Global dynamics are already reshaping the funding landscape, as heightened geopolitical tensions and supply disruptions redirect investor attention toward comparatively stable regions such as West Africa, while traditional sources of capital continue to retreat.
European banks, once central to financing African hydrocarbons, have stepped back in response to evolving climate mandates and shifting risk priorities, creating a gap increasingly filled by alternative sources of funding, including Gulf institutions, private equity, trading houses, and African financial institutions.
This diverse mix of capital presents opportunities, but it also reinforces a deeper structural reality that Africa remains heavily exposed to external financing cycles when developing its most critical resources. Within this context, Tinubu’s position is both timely and instructive, highlighting the need for Africa to pool its own capital, including pension funds and other domestic sources, to support large-scale energy development.
His remarks also recognise the important role already being played by African financial institutions such as Afreximbank and Africa Finance Corporation, which have helped demonstrate that African capital, when organised at scale, can support trade, infrastructure, and industrial development across the continent.
Afreximbank’s mandate is centred on financing and expanding intra- and extra-African trade, and its recent performance underscores the scale of what coordinated African finance can achieve. The bank disbursed US$18.7bn in 2024, its highest annual disbursement to date, while its wider trade development work has continued to support African economies through financing, trade facilitation, and industrialisation initiatives.
Africa Finance Corporation offers a similar proof point in infrastructure, with an investment footprint across 36 African countries and more than US$17bn disbursed to projects across the continent. These institutions matter because they show that Africa is not starting from zero.
The continent already has platforms capable of mobilising and deploying capital into sectors that shape long-term growth. What is needed now is a deeper connection between these pan-African institutions, domestic institutional investors, pension funds, operators, and regulators, so that capital can flow with greater confidence into commercially viable projects that also serve strategic development priorities.

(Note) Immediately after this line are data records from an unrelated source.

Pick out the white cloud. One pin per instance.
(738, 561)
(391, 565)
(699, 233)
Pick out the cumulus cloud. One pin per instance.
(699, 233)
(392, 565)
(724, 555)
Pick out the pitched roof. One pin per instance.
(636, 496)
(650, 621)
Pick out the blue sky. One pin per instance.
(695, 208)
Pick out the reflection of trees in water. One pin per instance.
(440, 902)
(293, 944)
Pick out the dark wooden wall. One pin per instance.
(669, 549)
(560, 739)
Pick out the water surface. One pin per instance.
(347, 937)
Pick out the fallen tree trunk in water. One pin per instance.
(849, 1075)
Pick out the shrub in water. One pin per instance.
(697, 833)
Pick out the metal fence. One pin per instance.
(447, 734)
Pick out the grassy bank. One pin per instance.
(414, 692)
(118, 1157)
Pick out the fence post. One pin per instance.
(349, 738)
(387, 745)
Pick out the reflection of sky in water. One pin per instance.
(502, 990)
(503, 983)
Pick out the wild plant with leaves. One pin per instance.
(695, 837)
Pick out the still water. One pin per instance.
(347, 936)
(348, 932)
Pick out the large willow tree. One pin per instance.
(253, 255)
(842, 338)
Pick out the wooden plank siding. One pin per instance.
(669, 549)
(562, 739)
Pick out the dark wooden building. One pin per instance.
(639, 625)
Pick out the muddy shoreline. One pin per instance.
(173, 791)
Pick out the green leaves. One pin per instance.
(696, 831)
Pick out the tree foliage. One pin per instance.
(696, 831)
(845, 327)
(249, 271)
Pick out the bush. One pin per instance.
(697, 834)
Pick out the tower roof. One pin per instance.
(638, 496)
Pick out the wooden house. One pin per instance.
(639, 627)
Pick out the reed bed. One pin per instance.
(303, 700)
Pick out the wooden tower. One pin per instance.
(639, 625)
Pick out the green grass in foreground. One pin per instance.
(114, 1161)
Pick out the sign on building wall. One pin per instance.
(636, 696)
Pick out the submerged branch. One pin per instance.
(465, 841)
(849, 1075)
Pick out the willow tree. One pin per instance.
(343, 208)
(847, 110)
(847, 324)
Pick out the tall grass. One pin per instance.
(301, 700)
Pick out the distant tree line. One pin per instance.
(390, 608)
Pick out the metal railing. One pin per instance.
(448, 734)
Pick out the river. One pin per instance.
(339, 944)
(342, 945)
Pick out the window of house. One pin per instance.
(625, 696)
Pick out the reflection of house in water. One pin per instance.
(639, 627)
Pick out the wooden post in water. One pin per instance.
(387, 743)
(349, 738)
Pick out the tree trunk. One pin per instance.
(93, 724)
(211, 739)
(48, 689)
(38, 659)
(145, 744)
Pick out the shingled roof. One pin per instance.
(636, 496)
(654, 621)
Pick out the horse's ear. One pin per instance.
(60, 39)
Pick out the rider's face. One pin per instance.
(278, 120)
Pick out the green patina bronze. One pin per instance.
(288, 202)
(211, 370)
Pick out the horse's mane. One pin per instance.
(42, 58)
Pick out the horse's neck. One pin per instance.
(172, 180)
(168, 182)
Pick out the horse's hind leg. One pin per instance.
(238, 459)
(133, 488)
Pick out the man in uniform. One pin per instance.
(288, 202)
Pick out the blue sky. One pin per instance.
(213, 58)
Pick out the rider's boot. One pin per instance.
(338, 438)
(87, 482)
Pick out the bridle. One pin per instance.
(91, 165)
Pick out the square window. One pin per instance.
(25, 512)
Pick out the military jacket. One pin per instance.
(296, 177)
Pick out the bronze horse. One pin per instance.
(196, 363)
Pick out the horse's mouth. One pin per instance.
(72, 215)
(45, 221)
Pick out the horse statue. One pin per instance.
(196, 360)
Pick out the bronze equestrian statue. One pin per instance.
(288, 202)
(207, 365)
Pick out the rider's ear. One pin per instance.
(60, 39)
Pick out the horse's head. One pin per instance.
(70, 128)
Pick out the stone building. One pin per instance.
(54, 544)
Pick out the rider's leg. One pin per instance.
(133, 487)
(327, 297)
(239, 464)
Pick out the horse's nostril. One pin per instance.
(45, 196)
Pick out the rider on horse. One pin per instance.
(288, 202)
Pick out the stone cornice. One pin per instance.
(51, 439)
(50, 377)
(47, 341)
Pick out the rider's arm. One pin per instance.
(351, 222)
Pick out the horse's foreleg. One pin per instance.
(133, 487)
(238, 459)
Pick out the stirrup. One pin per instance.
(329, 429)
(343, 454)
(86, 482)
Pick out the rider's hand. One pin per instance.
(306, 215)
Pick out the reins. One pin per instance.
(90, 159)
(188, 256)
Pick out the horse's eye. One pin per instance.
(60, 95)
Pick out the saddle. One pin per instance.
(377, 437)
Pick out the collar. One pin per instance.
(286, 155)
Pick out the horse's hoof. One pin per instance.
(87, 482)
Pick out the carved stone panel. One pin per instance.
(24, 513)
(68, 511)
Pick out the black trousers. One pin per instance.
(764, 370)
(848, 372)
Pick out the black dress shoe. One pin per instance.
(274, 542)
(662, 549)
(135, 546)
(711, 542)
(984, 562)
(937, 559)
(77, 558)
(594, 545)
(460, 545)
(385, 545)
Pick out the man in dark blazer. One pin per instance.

Over the past decade, African energy companies have raised substantial capital, much of it externally, to acquire and develop assets, enabling growth while simultaneously exposing the sector to external sentiment, policy shifts, and fluctuations in global capital flows.
As global institutions continue to rebalance their portfolios, Africa faces an inflection point where the question is no longer simply how to attract foreign capital, but how to mobilise capital that already exists within its own financial systems. The continent is not short of capital, as domestic pools of long-term funds, particularly pension assets, continue to grow steadily, yet remain concentrated in low-risk instruments with limited exposure to infrastructure and energy.